Each nugget packs such a punch.
The soft, almost creamy, warm flesh of bananas are punctuated with crispy batter when you sink your teeth into it.
When eaten with dollops of vanilla ice-cream, a simple snack is transformed into a heavenly dessert that’s a fitting cap-off to any meal.
Deep-fried banana fritters are a traditional Asian tea snack, often prepared with whatever bananas are available locally.
While some varieties of bananas are generally more suited to being deep-fried, I just use whatever I have at home, once they get a little too ripe.
If there’s one fruit I always have plenty of at home, it’s bananas!
So, I always try to find interesting ways to use up my over-ripe bananas.

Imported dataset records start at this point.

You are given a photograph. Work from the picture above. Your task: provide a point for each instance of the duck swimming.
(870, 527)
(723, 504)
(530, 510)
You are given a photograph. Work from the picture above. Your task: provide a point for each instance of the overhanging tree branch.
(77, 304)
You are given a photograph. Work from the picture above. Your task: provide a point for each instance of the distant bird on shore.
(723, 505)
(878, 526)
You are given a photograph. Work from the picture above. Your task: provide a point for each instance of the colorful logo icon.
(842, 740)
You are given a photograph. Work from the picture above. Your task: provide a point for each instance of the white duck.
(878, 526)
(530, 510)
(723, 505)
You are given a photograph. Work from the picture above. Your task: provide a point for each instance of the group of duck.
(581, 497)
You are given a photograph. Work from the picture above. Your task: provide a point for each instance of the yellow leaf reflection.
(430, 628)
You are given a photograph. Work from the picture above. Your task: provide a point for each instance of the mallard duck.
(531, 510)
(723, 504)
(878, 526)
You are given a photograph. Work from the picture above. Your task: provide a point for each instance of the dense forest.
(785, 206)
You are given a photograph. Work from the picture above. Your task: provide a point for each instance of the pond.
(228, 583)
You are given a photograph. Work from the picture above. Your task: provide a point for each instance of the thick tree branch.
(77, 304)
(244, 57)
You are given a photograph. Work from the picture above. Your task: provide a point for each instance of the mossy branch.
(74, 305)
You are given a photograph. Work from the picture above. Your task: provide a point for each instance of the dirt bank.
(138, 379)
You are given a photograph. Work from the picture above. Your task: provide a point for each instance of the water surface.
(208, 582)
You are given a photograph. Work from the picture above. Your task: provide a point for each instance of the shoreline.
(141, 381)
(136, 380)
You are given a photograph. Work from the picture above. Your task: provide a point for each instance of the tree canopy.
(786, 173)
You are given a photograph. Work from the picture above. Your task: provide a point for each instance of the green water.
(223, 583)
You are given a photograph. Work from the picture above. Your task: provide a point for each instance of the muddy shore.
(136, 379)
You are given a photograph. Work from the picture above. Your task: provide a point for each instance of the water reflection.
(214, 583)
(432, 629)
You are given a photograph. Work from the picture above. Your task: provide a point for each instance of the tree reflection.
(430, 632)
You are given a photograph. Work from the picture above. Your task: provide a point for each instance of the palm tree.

I do the deep-fried fritters when the bananas are at the point where their peels have freckled considerably, and the flesh is soft and pliable, though still holding its shape.
Living in Singapore, we’re extremely fortunate to be able to get many varieties of bananas from countries in the Asian region – primarily, the Philippines, Malaysia, Indonesia and Japan.
I must confess that I have probably the poorest general knowledge of varieties of bananas.
I used to have such a tough time trying to recognise the pertinent characteristics of each variety and their local names.
Pisang rajah, pisang tanduk, pisang emas – being the only ones most familiar to me (‘pisang’ being the word for ‘banana’ in the Malay language).
I’ve kind of given up on trying (for now) and am just content with leaving this task to my local fruit vendors at the market.
I simply ask the Uncle or Aunty to give me the sweeter varieties, which might end up as banana fritters, and I’m good to go!
Just a short word on this recipe – this batter produces a nice crisp, but in our humid weather, even the best of batters do not stay crisp for too long.
One approach I’ve taken is to keep the fritters in a warm oven set at about 100 to 110 deg C for a short period of time.
It helps prolong crispness until the moment I’m ready to serve.
Another effective approach I’ve also often used, if cooking a large quantity (say, anything more than 20 fritters) would be to par-fry the entire batch my first time round, letting them drain on paper towels for 5 minutes.
Then, deep-fry the second time until batter turns golden brown.
- ¾ cup self-raising flour
- ¼ cup corn flour
- 1 tbsp caster sugar
- 2 tbsp milk
- 1 tbsp 20 g butter, melted
- 125 ml water plus more, as needed
- 3 – 4 medium-sized ripe bananas cut into thumb-length sections
- Some honey for drizzling, as needed
- oil for deep-frying
- In a mixing bowl, combine the self-raising flour, corn flour, sugar, milk and melted butter using a wooden spoon or metal whisk.
- Then add water gradually, mix well until the batter is smooth and thick (read Recipe Notes #1 and #2 below). You may not need to use all the water, but if you require more, be sure to add in small amounts.
- Cut the bananas into thumb-length (2-inch) sections.
- Fill a wok one-quarter full with oil. Heat till medium hot (180 deg C) or until a small piece of bread fries golden brown in 15 seconds when dropped in the oil. Dip the banana pieces, 3 to 4 at a time, into the batter, and coat evenly all over with batter. Spoon and drop the pieces carefully into the hot oil. Fry until they turn golden brown on all sides, between 3 to 4 minutes. Scoop out and drain on a wire rack or paper towels. Repeat in batches until all the banana pieces have been fried (read Recipe Notes #3).
- Serve the banana fritters drizzled all over with honey (optional) for that extra smooth sweetness.
- If you lift the spoon or ladle with some batter to a height about 6 inches above the batter, and tip the the batter back into the bowl, the batter should be able to easily run off the spoon or ladle, in a generally smooth, slightly thick and continuous stream.
- If the batter stream is a tad runny, add more flour (e.g. 1 tbsp), bit by bit, to thicken. If the batter is too thick, and does not run off the spoon or ladle smoothly, add more water, bit by bit (e.g. 1 tbsp) at a time. Always mix to incorporate well, before adding more flour or water.
- You can keep the fritters in a warm oven set at about 100 to 110 deg C – just hot enough to provide a warm environment (but not hot enough to cook them further) to prolong its crispness until the moment you are ready to serve. Another effective approach is, if cooking a large quantity (say, anything more than 20 fritters), to par-fry the entire batch the first time round, letting them drain on paper towels for at least 5 minutes. Then deep-fry the second time until batter turns golden brown.